If it's not that I think it's
Line/RGB button.
Mess with that.
I've been wondering, if Framemeister is better at upscaling 480i signals compared to 480p, does that mean PS2 RGB looks better than PS2 component through the framemeister?
If that's so it depends on the game.
Well deinterlaced 480i can look almost as good as 480p if the game is 30 fps and the gameplay is slow/the camera is not free or very fluid... not regulable even... or if the scrolling speed... in case of 2D/2.5D content/gameplay is not very high... Something like an RPG or slow plataformer/sidescroller.
In this case, if the Framemeister gives a better still image out of it than it does with 480p it'll have the edge.
If on the other hand we're talking 60 fps 480p game, unstable framerate game, a game that horizontally scrolls very fast or has a very fluid regulable camera (say, like the one in Zelda WW using the second joystick) then unless 480p is hideous and badly scaled probably no way going 480i is preferable... it's kinda hard to explain, but 480i uses half frames or fields, so it either pulls 30 full frames out of 60 fields/incomplete ones (it works like this with DVD's and video in general) or... you'll have 60 incomplete frames, or some "single" half frames going on nonetheless - this is very normal, with frame drops and all. That's a deinterlacer worst nightmare because one can only acquire a complete frame out of two frames based on the same framebuffer reading, which is what the deinterlacer is trying to do every time.
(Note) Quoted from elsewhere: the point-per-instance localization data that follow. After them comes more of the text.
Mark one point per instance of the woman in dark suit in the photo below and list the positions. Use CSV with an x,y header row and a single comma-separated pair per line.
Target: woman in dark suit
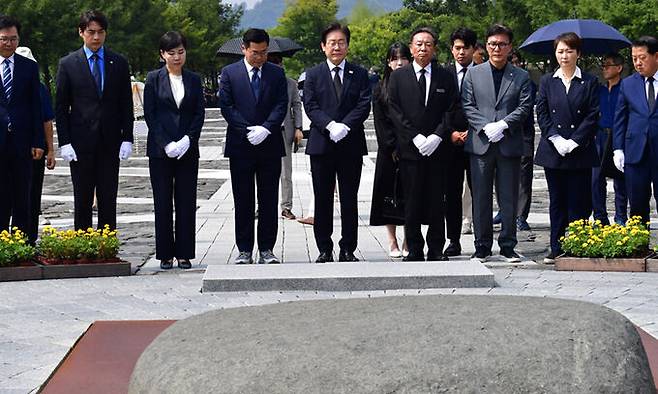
x,y
174,113
398,55
567,113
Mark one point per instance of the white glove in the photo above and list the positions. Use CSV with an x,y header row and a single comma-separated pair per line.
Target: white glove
x,y
171,149
183,145
618,159
419,141
126,150
257,134
68,153
431,143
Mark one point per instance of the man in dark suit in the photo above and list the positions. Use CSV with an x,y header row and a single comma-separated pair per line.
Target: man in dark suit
x,y
636,127
496,99
94,113
423,101
337,100
21,130
253,97
462,46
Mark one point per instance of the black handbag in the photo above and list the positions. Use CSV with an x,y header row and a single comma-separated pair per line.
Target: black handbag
x,y
608,168
393,207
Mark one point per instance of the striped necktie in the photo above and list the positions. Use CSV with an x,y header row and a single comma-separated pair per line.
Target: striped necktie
x,y
6,78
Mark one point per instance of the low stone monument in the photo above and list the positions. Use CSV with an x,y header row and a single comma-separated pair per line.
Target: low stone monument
x,y
413,344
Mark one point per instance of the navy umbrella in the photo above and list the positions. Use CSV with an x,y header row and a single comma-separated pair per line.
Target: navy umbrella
x,y
598,38
279,45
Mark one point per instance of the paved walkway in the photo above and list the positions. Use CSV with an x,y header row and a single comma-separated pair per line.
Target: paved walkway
x,y
41,320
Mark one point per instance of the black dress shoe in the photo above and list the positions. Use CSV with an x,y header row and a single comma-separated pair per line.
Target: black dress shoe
x,y
344,255
453,249
167,264
414,257
436,257
184,264
325,257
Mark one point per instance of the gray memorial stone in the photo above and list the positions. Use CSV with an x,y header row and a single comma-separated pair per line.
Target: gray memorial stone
x,y
423,344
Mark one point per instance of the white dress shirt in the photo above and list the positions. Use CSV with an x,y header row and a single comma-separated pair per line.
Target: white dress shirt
x,y
428,77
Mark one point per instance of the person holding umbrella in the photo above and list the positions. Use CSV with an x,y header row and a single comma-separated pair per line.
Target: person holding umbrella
x,y
567,113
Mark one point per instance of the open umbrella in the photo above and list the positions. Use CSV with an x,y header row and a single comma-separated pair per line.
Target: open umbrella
x,y
280,45
598,38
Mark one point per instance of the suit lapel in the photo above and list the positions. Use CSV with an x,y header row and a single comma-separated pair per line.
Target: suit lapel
x,y
508,75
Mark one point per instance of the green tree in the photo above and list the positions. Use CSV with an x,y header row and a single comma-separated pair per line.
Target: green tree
x,y
303,21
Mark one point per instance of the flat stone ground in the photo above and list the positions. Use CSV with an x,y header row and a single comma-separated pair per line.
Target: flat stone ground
x,y
41,320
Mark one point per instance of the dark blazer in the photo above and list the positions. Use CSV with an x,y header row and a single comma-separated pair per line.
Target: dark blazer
x,y
573,116
634,125
322,106
411,117
23,108
481,106
167,122
241,110
83,118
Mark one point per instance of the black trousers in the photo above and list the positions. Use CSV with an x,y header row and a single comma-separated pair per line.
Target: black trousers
x,y
36,188
265,172
423,188
570,199
174,184
325,169
15,179
97,172
453,189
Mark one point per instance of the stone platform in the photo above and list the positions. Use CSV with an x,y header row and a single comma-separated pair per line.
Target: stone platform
x,y
347,276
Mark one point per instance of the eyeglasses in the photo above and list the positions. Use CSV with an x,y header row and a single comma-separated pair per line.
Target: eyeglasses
x,y
500,45
5,40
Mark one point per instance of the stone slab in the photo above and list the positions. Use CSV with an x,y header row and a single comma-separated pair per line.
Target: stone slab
x,y
346,276
424,344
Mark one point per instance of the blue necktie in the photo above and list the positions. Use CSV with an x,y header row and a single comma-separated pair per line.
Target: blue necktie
x,y
96,73
6,78
255,83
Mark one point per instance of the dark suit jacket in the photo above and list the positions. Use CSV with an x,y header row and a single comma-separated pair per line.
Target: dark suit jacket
x,y
83,118
167,122
23,109
322,106
573,116
241,110
411,117
634,125
481,106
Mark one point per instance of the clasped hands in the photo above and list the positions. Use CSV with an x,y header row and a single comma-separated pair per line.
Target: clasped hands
x,y
337,131
562,145
494,130
178,148
427,145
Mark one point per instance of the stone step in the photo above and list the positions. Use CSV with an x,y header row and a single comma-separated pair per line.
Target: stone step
x,y
346,276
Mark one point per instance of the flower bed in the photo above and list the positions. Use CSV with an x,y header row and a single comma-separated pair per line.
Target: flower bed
x,y
591,246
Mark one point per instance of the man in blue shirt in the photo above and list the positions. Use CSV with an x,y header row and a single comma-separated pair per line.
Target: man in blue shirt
x,y
608,94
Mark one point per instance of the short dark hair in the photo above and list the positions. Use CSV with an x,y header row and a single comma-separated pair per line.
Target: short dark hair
x,y
92,16
500,29
572,40
647,41
465,34
171,40
335,26
616,58
256,36
7,21
424,29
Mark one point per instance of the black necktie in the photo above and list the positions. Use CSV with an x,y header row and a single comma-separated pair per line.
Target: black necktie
x,y
255,83
422,85
652,95
338,85
96,73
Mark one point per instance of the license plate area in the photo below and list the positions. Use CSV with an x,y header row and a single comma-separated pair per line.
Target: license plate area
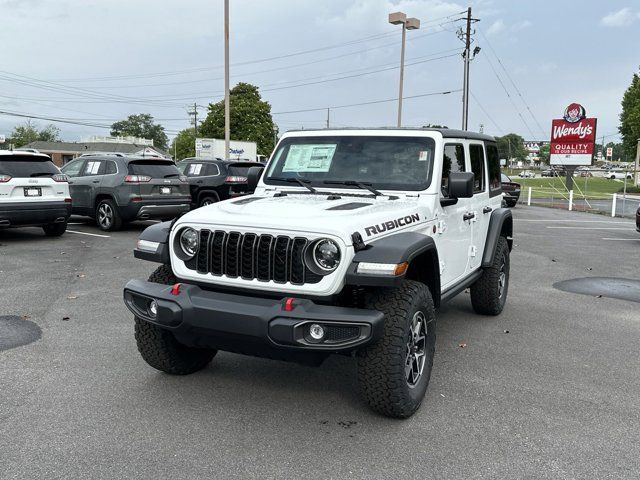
x,y
32,191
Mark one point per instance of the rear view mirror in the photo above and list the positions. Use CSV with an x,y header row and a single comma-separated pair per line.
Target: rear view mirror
x,y
253,177
461,184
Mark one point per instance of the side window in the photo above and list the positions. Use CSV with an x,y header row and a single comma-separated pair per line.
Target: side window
x,y
453,161
72,169
493,163
476,155
109,167
91,167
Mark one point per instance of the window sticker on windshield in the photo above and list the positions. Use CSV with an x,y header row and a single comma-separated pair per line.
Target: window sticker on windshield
x,y
195,168
309,158
92,168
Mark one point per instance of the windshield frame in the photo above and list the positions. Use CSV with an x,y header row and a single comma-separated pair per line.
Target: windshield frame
x,y
430,143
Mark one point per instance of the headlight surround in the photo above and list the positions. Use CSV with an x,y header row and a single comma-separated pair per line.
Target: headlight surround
x,y
189,242
325,256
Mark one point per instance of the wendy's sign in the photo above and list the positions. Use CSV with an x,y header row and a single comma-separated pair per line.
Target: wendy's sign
x,y
572,137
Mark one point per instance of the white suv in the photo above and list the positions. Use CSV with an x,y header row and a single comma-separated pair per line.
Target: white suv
x,y
351,241
33,192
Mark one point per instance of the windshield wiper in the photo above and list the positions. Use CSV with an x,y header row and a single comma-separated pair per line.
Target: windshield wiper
x,y
353,183
303,182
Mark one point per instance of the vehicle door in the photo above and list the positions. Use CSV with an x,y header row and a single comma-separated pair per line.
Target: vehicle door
x,y
454,231
481,202
74,170
86,184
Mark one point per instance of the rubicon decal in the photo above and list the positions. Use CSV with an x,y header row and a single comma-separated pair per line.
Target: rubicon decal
x,y
391,224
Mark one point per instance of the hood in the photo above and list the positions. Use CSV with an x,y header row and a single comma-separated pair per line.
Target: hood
x,y
371,217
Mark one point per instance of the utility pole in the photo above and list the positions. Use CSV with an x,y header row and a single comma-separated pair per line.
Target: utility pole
x,y
194,112
465,36
227,112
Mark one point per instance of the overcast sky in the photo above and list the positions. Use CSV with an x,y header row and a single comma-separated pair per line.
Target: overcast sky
x,y
98,61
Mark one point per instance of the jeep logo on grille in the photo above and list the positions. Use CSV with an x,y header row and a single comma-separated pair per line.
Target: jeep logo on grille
x,y
391,224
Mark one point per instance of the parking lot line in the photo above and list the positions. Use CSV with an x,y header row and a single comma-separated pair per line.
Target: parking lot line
x,y
592,228
90,234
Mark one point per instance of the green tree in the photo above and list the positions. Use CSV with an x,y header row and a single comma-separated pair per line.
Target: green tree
x,y
544,153
184,144
28,132
511,146
250,118
630,117
141,126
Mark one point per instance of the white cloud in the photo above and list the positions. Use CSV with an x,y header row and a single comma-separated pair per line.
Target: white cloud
x,y
496,27
622,18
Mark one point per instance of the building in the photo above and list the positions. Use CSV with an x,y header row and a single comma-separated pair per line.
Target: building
x,y
63,152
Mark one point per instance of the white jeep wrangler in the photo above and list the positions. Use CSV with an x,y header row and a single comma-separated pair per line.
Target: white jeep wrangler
x,y
351,241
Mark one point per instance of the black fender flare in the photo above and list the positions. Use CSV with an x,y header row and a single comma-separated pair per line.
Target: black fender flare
x,y
398,248
158,233
500,224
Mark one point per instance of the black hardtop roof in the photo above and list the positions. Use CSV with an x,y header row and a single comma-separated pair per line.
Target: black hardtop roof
x,y
446,132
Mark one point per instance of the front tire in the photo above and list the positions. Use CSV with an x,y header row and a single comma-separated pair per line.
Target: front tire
x,y
107,216
394,373
489,293
160,349
55,229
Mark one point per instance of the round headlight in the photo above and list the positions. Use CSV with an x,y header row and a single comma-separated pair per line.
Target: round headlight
x,y
326,255
189,241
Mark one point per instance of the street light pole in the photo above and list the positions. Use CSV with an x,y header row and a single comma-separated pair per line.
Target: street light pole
x,y
398,18
227,112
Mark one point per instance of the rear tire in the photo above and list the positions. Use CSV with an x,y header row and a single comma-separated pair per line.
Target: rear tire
x,y
108,218
394,373
160,349
489,293
54,229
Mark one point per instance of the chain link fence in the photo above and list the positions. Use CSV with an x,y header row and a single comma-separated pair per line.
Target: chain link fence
x,y
593,191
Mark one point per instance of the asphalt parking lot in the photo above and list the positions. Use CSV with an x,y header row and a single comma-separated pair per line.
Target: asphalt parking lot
x,y
558,396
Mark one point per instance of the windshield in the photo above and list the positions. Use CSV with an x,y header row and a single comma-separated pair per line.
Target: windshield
x,y
387,163
27,166
154,168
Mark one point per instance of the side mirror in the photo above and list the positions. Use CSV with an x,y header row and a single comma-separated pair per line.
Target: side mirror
x,y
253,177
461,184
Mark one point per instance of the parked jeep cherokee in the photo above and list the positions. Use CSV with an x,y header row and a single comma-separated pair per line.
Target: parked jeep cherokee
x,y
214,180
114,189
33,192
350,243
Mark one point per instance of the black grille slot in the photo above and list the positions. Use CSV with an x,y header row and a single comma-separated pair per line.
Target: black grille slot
x,y
251,256
201,261
233,254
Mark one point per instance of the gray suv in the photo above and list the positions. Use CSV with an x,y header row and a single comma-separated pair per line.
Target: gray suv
x,y
114,189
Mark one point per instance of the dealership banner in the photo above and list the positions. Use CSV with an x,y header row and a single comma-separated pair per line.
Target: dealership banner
x,y
572,137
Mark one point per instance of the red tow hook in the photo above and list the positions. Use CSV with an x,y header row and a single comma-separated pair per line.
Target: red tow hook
x,y
288,304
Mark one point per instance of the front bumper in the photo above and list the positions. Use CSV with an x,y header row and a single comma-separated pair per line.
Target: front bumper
x,y
251,325
20,214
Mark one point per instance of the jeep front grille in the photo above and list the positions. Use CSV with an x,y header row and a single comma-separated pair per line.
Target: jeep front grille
x,y
252,256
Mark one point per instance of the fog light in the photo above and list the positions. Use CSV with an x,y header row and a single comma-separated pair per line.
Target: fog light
x,y
153,308
316,331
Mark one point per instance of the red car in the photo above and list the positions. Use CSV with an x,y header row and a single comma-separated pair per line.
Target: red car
x,y
511,191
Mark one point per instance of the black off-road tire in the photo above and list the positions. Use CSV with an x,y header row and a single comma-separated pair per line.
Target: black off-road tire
x,y
108,207
489,293
55,229
382,373
160,349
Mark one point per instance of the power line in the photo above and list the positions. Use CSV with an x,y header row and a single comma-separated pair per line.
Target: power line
x,y
512,82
Which is why if it is a very still game even if there's issues artifacts they won't be noticeable wether on a very fast game they just might.
Deinterlacing usually also adds up on the input lag time, precisely because it needs two half frames to process a result, those half frames have the same timing as two full frames in 480p.
If it's PS2 it'll be fine for most games over scart because most don't even support 480p. I'm using scart lately due to my scaler giving me geometry controls in RGBS but not over component and the PS2 games having such a ridiculous overscan going on.